Highlight locators - readmill/API GitHub Wiki
This is the documentation for v1
of the Readmill API which is deprecated and will be discontinued on 2012-12-16
. Please upgrade to v2
, the new developer documentations are at developers.readmill.com.
Locators
Data structure
Locators are represented with a JSON structure that might look something like this:
{
position: 0.738,
pre: "i am the text just before the highlighted text",
mid: "i am the highlighted text",
post: "i am the text just after the highlighted text",
xpath: {
start: "//*[@class='starttag']",
end: "/*[@class='endtag']",
},
file_id: "chapter-2"
}
Valid locators
There are 4 locator types:
position
: a number representing how far through the book the location is, valid values are between 0.0
(beginning) and 1.0
(end).
pre
/mid
/post
: The text of the highlight (mid
), plus the text preceding the highlight (pre
) and the text following the highlight (post
). Also referred to in this document as text locators.
mid
MUST always be present.
The text should not include any language specific formatting information (i.e regular, it should be human readable text). pre
, mid
and post
will be normalized before stored on Readmill.
xpath
: A pair of XPaths which locate the start and end of the highlight within the book. if xpath
is present, its start
and end
children MUST both be present.
file_id
: An ID which can be used by the client to accurately locate the highlight within the book.

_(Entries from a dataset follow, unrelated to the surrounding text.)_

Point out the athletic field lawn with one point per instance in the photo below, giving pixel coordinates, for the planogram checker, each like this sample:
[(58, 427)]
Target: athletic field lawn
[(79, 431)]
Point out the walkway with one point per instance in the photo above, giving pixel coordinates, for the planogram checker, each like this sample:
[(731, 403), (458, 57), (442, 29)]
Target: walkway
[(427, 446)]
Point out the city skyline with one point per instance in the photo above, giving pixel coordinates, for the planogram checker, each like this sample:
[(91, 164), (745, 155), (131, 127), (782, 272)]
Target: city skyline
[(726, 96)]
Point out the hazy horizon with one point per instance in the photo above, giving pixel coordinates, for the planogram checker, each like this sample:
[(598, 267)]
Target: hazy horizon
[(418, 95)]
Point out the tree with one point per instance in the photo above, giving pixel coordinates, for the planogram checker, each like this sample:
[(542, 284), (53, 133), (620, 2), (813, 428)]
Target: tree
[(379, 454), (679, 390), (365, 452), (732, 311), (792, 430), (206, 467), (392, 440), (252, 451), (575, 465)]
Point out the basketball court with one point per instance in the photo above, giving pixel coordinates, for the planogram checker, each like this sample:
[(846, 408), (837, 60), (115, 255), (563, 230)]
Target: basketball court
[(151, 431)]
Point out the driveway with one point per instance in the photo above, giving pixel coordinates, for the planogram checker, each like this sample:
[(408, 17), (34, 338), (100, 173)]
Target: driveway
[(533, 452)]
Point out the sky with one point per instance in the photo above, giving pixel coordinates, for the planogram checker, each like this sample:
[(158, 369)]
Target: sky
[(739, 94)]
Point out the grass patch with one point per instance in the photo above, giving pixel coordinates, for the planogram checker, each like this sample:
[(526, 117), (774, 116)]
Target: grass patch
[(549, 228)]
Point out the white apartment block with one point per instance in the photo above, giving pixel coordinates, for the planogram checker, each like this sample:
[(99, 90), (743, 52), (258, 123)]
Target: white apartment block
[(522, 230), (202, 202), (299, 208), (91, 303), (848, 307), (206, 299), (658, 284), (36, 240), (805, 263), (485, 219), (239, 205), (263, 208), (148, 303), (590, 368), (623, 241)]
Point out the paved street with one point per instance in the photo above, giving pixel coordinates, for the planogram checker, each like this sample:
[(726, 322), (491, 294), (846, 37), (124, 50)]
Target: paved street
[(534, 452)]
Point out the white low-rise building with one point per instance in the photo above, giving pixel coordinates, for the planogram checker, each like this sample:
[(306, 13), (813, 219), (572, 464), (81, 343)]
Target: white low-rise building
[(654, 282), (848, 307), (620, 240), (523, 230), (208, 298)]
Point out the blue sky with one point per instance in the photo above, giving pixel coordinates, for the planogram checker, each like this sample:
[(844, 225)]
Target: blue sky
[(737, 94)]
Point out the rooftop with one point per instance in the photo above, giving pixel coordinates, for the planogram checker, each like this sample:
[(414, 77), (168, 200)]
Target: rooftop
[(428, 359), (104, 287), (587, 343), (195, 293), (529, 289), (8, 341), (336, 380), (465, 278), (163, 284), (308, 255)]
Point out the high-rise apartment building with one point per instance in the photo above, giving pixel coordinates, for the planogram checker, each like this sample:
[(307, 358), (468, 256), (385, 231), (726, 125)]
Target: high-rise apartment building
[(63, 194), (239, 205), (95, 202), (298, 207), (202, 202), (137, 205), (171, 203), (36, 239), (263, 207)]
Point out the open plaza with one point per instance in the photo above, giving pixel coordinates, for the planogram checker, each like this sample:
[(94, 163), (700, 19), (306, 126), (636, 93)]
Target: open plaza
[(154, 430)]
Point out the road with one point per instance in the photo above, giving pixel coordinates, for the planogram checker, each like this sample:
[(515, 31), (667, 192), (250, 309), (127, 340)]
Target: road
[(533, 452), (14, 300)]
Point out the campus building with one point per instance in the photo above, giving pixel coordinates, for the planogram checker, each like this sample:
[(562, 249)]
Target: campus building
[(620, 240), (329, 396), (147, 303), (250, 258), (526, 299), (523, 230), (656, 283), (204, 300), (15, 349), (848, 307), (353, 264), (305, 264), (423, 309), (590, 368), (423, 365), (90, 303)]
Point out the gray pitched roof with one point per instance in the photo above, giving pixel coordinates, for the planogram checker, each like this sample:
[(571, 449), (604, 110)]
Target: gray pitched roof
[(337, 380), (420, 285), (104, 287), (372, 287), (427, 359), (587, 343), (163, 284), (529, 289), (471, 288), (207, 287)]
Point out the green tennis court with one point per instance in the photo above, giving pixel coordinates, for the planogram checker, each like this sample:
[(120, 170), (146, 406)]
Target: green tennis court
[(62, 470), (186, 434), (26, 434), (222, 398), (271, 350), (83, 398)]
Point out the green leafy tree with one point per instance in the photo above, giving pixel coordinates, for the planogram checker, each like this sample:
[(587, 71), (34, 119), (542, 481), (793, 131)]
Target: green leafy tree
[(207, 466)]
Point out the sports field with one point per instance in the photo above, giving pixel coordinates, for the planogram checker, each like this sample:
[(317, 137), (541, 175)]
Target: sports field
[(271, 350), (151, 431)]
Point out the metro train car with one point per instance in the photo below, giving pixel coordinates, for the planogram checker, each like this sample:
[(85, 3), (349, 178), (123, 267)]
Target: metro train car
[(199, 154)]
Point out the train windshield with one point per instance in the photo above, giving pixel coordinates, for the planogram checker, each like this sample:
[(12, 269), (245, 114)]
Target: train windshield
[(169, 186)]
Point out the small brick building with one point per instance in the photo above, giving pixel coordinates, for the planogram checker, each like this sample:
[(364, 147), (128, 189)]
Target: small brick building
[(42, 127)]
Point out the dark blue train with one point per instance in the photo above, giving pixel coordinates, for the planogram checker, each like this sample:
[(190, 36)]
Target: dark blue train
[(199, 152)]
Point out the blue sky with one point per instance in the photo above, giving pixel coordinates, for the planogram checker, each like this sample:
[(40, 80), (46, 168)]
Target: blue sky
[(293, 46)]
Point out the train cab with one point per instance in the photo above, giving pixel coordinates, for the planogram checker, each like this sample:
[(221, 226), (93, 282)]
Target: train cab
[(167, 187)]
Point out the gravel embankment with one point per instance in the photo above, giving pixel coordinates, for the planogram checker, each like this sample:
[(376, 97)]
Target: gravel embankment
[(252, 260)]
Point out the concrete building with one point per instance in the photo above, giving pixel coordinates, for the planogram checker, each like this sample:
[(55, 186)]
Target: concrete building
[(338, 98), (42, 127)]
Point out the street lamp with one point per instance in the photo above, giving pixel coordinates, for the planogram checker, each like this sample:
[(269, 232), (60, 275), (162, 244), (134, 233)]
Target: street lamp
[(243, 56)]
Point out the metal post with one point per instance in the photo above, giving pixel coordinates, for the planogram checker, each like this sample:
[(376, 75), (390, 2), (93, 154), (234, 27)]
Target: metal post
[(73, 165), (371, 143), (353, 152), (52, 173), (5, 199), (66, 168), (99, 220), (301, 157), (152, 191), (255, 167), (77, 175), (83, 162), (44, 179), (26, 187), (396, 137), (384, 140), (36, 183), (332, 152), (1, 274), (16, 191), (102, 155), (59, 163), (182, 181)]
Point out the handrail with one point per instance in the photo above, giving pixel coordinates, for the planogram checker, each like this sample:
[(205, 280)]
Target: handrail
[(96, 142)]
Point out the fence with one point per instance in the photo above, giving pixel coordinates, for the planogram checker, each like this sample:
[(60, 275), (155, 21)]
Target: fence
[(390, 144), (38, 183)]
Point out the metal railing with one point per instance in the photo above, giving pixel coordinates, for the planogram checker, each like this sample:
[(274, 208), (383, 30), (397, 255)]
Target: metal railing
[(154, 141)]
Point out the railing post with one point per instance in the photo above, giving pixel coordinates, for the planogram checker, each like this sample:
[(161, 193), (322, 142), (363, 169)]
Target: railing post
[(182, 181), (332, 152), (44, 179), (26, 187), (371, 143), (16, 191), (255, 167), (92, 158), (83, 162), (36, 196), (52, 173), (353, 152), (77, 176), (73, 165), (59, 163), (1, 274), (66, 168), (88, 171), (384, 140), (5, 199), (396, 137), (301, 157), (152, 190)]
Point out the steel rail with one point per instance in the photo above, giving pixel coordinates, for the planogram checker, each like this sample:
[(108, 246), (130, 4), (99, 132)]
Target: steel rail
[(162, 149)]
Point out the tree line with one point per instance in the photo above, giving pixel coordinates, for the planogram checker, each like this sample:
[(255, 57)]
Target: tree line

A valid locator MUST include the mid
locator and MAY (should) use one or more of the other locator methods too.
Text locators (pre, mid, post)
The text in pre
, post
and mid
are normalized to make its content more widely usable. The normalization is a simple, but rather effective, way to enable two versions of a book to share a highlight even if the exact formatting of the books are slightly different.
Consider for example the book Metamorphosis, which can be downloaded for free in several formats from a variety of sources (for example project Guthenberg).
A highlight made in the HTML version might look this:
{
mid: 'Just by chance one day, rather than any real curiosity, she opened the door to Gregor's room and found herself face to face with him'
}
with this locator we, of course, have good chance of finding the offset again in the same text:
var textToFind = highlight.mid; // Just by chance one day, rather than any real curiosity, she opened the door to...
var canFindHighlight = document.body.innerText.indexOf(textToFind) > -1; // => true
However, in a reader that uses the txt format that same passage may look like this:
...
structure that made her able to withstand the hardest of things in\n
her long life, wasn't really repelled by Gregor. Just by chance one\n
day, rather than any real curiosity, she opened the door to Gregor's\n
room and found herself face to face with him. He was taken totally\n
...
Without disregarding the extraneous \n
characters and the double spaces after each full stop, we won't be able to match our highlighted string even though it's the same book. And the same is true for the reverse case: a user that highlights text in the text format won't be able to view their highlight in an ePub reader showing the HTML version.
For this reason Readmill always normalizes whitespace received in pre
, mid
and post
locators. This ensures a higher level of reusability of the data between different formats and readers at the cost of a bit more work in the client implementation.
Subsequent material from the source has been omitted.